The industry myth of a universal carrier for color concentrates simply isn’t true, and the issues with incompatible carriers worsens with a lack of control over the color concentrate mixing process.
This series of articles is designed to help molders understand how a few analytical tools can help diagnose a part failure. Michael Sepe, our analyst and author, is an independent materials and processing consultant based in Sedona, AZ. Mike has provided analytical services to material suppliers, molders, and end users for 20-plus years. You can reach him at [email protected].

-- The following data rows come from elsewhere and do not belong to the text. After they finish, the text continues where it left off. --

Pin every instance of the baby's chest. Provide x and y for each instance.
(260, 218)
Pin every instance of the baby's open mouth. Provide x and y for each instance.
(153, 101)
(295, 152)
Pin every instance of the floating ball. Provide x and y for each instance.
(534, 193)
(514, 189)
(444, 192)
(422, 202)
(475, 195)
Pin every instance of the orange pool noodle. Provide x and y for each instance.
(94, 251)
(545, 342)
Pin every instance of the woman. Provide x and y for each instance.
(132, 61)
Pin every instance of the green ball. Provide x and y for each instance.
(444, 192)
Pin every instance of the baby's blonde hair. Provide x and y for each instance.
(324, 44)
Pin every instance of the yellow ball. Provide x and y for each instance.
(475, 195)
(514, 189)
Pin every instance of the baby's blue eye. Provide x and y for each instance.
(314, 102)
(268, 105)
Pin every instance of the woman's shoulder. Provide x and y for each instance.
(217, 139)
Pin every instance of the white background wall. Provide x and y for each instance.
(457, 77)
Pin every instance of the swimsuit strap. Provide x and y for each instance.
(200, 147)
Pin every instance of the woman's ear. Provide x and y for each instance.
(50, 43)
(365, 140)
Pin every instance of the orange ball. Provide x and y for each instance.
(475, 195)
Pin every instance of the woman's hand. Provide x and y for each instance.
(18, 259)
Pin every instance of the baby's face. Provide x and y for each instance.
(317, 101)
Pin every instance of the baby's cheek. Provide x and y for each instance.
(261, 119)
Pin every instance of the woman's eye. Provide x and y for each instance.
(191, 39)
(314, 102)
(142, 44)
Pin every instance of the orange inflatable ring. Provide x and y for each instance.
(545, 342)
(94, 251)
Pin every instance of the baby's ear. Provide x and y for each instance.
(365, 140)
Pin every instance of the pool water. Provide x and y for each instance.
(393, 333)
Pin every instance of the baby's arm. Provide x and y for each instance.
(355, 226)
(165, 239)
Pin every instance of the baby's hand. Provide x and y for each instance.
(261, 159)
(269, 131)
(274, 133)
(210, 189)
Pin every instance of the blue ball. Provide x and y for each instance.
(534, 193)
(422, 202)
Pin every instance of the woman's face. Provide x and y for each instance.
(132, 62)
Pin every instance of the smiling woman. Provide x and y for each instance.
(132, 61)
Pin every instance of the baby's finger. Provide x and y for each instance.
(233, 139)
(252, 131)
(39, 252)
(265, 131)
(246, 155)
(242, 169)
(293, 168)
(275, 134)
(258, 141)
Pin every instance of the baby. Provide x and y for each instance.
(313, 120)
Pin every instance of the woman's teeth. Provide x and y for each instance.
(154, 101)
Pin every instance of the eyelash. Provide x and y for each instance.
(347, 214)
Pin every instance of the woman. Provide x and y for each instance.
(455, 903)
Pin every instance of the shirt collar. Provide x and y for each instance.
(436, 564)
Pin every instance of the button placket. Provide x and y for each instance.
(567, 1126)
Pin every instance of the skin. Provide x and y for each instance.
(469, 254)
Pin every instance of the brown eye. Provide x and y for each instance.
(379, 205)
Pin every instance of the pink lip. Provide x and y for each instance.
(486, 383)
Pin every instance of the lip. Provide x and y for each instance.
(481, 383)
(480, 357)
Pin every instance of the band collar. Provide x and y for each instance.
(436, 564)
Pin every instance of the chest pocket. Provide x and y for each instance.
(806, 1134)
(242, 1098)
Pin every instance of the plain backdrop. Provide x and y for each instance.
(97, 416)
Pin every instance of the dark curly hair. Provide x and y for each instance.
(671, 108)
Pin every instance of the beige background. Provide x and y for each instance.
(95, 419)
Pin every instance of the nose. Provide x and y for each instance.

In past articles, we have discussed the problems related to using incompatible carriers in color concentrates. There is a myth in the industry that there are universal carriers—polymers that can be used as carriers for color concentrates and blended into any base resin to provide the desired color in the end product. Processors who have spent significant time in the industry have experienced inadvertent contamination. They know that very few materials can be mixed together without negative consequences because very few polymers are naturally miscible. (A chemist’s way of saying that two materials can be blended to produce a uniform product).
There are exceptions. Polyethylenes of different densities can be mixed without creating different phases, and often polyethylene and polypropylene will blend properly. Nylon 6 and nylon 6/6 can be blended uniformly and often are used in the same base compound and as a combination of colorant plus natural material, preferably with nylon 6 as the color concentrate carrier.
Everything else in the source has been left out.